With each passing year, music sites across the world keep adding items to their already huge drop-down lists for style and genre. Categories, sub-categories, and niches define and divide music into endlessly ways, and excitedly, Milwaukee-based multi-instrumental quartet Whiskey Doubles adds yet another niche with their debut effort, Honey Creek EP.
The EP, relatively short at just 8 songs, paints an interesting, new, slightly more sophisticated swath in the grand spectrum of American music. The band advertises themselves as an orchestral-folk outfit made up of “four musicians and way too many instruments.” Despite those claims, the instrumentation often feels small and intimate, while several of the tunes do evoke the sense of a larger ensemble. Songs like “Burn” and the rousing “No Angels” certainly ramp up the instrumentation, with cellist Kent Heberling also providing upright bass and snare on top of Ellie Jerow’s flute, Kristen Honoré’s clarinet and vocals, and songwriter Nathan Honoré’s lead vocals and guitar. Other tunes like the cute “Tickle of My Breath” feature only a guitar, a ukulele for some accents, and hand-held percussion. “Tickle” also adds a thumping bass drum as the primary driver, keeping the song away from being too quaint.
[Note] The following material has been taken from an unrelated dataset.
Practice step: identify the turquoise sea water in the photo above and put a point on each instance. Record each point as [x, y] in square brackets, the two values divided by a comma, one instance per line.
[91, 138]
Throughout the album, solid guitar/voice songwriting is the backbone to all of the varied instrumentation and orchestral ideas, rooting the album in American folk. Each song can certainly survive stripped down to N. Honoré’s guitar, solid baritone, and thoughtful lyrics. Though a thoroughly modern album, much of the lyrical content harkens to traditional Americana topics – perseverance, religion, and even a superstitious song about a lucky coin. The lead vocals carry the tunes well, and the often intertwined female backups and occasional 4-part harmony from the group add an appreciated additional component.